En realidad, estos son los temas que debieran preocupar a los líderes políticos de un Occidente que, por otra parte, aun no se disculparon ante el mundo por las graves agresiones llevadas a cabo en nombre de la democracia en países como Irak o Libia, entre otros, destruidos sin miramientos y ocasionando un enorme sufrimiento a sus pueblos. Tragedias imperdonables que prostituyen la propia idea de democracia.
China tiene carencias importantes en muchos ámbitos y mucho que mejorar en otros, incluida la democracia y las libertades, pero es evidente –y la gestión de la pandemia lo ha demostrado- su gran capacidad de gobierno, sustentada, como reconoce el ex embajador español en Beijing, Eugeni Bregolat, en un éxito económico y social sin precedentes. Y todo debe ser puesto en la balanza.
En 2021 se cumplen 30 años del fracaso de la perestroika. Cuenta el ex líder soviético Gorbachov en sus memorias que sus asesores a menudo le presentaban largos informes críticos sobre las reformas en China. En una ocasión, harto de aquel tono, les instó a adoptar un enfoque positivo, detallándole lo que estaba funcionando y que podría ser imitado.

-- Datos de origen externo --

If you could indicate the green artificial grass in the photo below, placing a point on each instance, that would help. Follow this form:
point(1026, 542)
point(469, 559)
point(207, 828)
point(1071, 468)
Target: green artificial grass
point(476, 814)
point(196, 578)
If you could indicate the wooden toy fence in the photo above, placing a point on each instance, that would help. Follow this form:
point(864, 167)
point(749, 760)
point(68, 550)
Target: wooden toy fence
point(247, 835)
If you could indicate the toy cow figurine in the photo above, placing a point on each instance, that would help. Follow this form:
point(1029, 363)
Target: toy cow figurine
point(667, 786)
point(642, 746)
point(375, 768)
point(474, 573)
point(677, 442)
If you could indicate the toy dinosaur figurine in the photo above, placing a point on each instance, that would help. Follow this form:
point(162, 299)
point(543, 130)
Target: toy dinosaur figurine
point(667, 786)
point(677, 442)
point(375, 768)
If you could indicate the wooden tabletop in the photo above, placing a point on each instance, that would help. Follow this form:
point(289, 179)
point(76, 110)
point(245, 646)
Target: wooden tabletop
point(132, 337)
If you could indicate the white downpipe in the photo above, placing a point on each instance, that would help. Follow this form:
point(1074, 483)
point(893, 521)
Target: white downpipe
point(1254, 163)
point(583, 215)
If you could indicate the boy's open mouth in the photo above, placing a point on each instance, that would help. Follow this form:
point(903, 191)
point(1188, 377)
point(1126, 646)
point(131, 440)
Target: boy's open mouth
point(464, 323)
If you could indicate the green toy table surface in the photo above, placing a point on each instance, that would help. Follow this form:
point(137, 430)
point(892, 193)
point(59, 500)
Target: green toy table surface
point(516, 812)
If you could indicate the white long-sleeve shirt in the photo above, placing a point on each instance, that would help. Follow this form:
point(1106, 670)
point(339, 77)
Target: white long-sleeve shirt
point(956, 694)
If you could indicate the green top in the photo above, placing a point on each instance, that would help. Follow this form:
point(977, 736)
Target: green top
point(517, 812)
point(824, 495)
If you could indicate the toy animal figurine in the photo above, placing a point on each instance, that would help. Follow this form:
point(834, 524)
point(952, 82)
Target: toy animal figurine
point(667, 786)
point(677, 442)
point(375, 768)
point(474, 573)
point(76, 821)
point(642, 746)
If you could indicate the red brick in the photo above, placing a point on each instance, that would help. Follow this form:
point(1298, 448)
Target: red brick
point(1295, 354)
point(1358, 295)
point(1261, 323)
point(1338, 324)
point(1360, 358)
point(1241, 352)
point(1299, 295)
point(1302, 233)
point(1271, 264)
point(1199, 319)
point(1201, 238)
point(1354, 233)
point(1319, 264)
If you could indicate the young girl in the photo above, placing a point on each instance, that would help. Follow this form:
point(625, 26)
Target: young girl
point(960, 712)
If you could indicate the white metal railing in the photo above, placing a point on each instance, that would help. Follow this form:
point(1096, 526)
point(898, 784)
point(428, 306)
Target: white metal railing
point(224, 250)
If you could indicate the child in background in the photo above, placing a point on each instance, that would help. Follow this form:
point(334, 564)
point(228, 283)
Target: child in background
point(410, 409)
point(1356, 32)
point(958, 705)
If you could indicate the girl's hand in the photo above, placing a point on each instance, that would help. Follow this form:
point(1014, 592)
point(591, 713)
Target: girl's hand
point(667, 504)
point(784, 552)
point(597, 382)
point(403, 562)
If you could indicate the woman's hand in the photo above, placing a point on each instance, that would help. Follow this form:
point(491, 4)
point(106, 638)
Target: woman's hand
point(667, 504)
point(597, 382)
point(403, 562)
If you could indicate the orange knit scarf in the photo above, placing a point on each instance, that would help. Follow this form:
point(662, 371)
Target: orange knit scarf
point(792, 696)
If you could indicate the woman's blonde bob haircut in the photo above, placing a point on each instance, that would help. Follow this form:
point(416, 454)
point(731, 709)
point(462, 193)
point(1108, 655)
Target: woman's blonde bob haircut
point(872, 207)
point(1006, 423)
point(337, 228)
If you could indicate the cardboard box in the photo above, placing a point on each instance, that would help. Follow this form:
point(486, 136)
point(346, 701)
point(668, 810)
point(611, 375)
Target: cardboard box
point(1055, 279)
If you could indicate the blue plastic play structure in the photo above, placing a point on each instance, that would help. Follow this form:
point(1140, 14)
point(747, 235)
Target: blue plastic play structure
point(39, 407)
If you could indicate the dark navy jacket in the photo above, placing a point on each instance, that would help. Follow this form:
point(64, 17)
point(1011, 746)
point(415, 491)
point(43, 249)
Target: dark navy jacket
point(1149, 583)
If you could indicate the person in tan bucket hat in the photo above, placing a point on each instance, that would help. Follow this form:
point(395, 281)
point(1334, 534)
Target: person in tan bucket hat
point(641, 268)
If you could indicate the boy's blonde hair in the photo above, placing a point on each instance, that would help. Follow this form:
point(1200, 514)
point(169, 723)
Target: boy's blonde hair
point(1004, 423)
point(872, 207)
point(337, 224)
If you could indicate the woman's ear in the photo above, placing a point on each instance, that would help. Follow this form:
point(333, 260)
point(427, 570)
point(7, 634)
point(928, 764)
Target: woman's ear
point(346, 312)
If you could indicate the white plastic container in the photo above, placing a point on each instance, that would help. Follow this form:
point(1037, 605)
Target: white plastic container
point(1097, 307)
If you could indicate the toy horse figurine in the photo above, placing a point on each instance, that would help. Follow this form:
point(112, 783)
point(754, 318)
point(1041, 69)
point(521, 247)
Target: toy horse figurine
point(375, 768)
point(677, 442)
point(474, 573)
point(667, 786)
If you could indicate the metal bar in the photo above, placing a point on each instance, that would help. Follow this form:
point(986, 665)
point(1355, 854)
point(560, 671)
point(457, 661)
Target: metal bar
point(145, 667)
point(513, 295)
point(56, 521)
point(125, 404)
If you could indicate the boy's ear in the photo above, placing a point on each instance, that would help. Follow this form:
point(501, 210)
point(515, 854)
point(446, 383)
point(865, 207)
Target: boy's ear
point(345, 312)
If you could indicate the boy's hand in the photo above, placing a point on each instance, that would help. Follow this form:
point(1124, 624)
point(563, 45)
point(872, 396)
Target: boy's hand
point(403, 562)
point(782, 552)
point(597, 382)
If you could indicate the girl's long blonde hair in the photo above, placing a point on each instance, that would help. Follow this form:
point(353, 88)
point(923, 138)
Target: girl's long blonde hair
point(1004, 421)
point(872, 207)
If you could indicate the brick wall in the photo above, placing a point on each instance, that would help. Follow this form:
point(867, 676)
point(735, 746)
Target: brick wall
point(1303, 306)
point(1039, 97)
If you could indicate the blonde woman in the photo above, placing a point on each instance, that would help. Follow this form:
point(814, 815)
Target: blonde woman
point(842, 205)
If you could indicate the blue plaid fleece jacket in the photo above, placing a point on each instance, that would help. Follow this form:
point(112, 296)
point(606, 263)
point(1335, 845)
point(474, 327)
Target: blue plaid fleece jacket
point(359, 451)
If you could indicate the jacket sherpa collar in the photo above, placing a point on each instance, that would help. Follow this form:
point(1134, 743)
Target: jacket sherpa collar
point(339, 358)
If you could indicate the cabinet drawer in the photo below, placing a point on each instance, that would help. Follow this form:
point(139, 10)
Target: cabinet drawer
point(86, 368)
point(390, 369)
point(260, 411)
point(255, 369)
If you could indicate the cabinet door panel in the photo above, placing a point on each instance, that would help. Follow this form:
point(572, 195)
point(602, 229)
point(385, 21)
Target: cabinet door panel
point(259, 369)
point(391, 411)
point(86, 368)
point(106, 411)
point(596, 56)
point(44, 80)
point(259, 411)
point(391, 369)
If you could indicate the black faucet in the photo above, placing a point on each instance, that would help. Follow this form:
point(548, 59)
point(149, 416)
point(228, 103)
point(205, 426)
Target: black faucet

Las democracias occidentales se empeñan hoy en demonizar a China porque consideran que de esa forma pueden proteger mejor su estatus. Esa “distracción” apuntando fuera puede resultar funesta si sus problemas estructurales se siguen agravando, entre ellos, la pérdida de calidad democrática a manos de oligarquías que desprecian el bien común. Por el contrario, la vía china, bebiendo igualmente en el pensamiento occidental (pues el marxismo no lo es menos que el liberalismo) y en el propio, huyendo de la confrontación y perseverando en tender puentes, puede acabar sentando cátedra incluso en aquello, la democracia, que el supremacismo intelectual occidental quiere convertir en una especie de nueva espada de fuego bíblica.
(1) Estos datos son reseñados por el ex embajador español en China Eugeni Bregolat en su Carta de China: La legitimidad del PCCh, en Política Exterior 198, noviembre/diciembre 2020.